Orang-orang berisiko tertinggi terinfeksi JE adalah mereka yang tinggal di daerah pedesaan, di mana virus JE umum ditemukan. Hal ini lebih mungkin memengaruhi anak-anak karena orang dewasa di daerah virus endemik umumnya menjadi kebal ketika mereka bertambah tua.

Umumnya, JE menular ke manusia lewat nyamuk, namun dapat juga dibawa oleh burung, kelelawar, sapi dan babi.

Belum Ada Obatnya

European Centre for Disease Prevention and Control (ECDPC) mengatakan, penyakit JE memang tengah menyebar luas di Asia, dengan kasus-kasus terekam dari India, Pakistan dan Jepang. ECDPC juga mengatakan, terdapat 30 sampai 50.000 kasus JE yang dilaporkan setiap tahun, tetapi telah menurun dalam beberapa tahun terakhir berkat vaksin yang tersebar luas dan perubahan dalam praktik pertanian.

24 Negara di wilayah Asia Tenggara dan Pasifik Barat memiliki transmisi JE endemik, yang mengekspos lebih dari 3 miliar orang terhadap risiko infeksi. Pada Bulan Oktober 2018, National Health Portal India bahkan mengirimkan peringatan tentang infeksi virus tersebut.

"JE adalah infeksi virus yang ditularkan oleh nyamuk kepada manusia, menyebabkan inflamasi membran-membran yang ada di otak," demikian tertulis dalam peringatan tersebut, dikutip dari laman News.com.au.

Belum ada obat untuk menyembuhkan penyakit ini. Perawatan yang dilakukan difokuskan untuk menghilangkan gejala-gejala klinis yang parah dan membantu pasien mengatasi infeksi.

Vaksin yang aman dan efektif juga telah tersedia untuk mencegah JE. WHO merekomendasikan agar vaksinasi JE diintegrasikan ke dalam jadwal imunisasi nasional di semua area, di mana penyakit JE diakui sebagai masalah kesehatan masyarakat.

JE sendiri terbilang kurang umum di Australia, namun pernah ada kasus yang terjadi sebelumnya di Negeri Kanguru itu. Pada tahun 2015, seorang pria asal Melbourne yang baru saja kembali dari liburan Tahun Baru di Bali didiagnosis menderita JE. Itu adalah pertama kalinya kasus JE terekam di Victoria.

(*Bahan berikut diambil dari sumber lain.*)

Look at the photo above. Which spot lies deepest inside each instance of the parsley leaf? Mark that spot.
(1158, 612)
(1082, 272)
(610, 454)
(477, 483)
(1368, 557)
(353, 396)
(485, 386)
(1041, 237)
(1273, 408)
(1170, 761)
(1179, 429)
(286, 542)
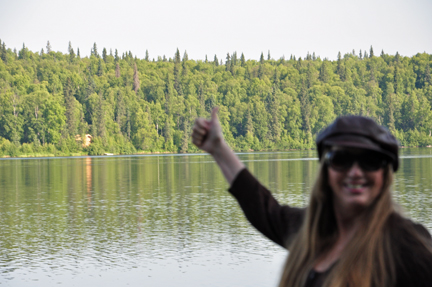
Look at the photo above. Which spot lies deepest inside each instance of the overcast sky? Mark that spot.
(217, 27)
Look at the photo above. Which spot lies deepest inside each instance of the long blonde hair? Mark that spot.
(367, 260)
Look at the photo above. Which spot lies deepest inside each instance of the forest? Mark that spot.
(50, 100)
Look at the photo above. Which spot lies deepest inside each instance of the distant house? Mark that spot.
(86, 142)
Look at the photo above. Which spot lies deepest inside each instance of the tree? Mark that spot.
(116, 57)
(177, 57)
(136, 84)
(71, 121)
(104, 54)
(242, 60)
(71, 52)
(228, 63)
(3, 53)
(324, 72)
(100, 68)
(48, 47)
(117, 70)
(427, 75)
(94, 50)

Sementara itu, penyebaran penyakit tersebut di Australia pertama kali terjadi di Torres Strait pada tahun 1995. Dua dari tiga kasus yang ditemukan saat itu disebut sebagai kasus yang fatal.

Untuk menghindari infeksi, pemerintah Australia menyarankan warga negaranya bepergian ke wilayah lazim dengan penyebaran JE untuk menutupi seluruh bagian tubuh mereka saat berada di luar ruangan, mengaplikasikan obat nyamuk di kulit, tidur di dalam kamar ber-AC atau kamar yang memiliki kelambu, dan membuang atau membersihkan tempat serta benda yang berpotensi menjadi tempat nyamuk berkembang biak di sekitar mereka.

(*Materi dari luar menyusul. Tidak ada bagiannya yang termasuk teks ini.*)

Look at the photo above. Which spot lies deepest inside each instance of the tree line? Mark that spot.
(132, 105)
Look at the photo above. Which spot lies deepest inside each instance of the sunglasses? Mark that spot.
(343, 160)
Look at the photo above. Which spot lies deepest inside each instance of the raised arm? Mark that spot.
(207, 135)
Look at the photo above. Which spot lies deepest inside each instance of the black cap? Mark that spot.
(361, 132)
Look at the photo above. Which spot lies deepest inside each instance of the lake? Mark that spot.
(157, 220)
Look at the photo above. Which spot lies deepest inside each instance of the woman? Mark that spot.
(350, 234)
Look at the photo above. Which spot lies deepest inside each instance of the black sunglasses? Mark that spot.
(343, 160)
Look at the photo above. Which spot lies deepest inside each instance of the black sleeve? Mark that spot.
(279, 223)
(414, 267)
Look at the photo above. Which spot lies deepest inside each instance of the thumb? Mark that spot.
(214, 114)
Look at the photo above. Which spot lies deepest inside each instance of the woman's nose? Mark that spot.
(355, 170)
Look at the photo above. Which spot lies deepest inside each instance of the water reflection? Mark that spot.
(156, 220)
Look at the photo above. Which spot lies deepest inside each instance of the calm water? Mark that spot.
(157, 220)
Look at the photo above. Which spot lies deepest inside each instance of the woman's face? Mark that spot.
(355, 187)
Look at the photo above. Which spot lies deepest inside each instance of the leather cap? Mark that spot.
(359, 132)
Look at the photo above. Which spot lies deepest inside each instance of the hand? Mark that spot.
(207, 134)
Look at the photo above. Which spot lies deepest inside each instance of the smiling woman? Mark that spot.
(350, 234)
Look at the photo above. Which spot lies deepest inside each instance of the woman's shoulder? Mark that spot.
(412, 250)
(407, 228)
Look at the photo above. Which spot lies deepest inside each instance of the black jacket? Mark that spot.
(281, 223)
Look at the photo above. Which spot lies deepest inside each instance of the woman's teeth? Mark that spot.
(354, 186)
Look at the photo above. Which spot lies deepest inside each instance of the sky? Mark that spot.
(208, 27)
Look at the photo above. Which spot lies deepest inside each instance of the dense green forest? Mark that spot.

"Vaksin JE tersedia untuk mereka yang berusia 12 bulan ke atas dan direkomendasikan untuk wisatawan yang akan menghabiskan satu bulan atau lebih di area-area pedesaan di negara-negara yang berisiko tinggi terhadap penyebaran JE," begitu tertulis di situs resmi Kementerian Kesehatan Australia.

Kemenkes RI sendiri juga mengakui bahwa hingga saat ini, belum ada obat untuk mengatasi infeksi JE.

"Pengobatan yang ada bersifat suportif untuk mengurangi tingkat kematian akibat JE. Oleh karenanya, upaya menjaga kebersihan lingkungan dengan Pemberantasan Sarang Nyamuk (PSN Plus) bersama Masyarakat dan imunisasi adalah cara pencegahan paling efektif," demikian bunyi siaran pers Kemenkes RI.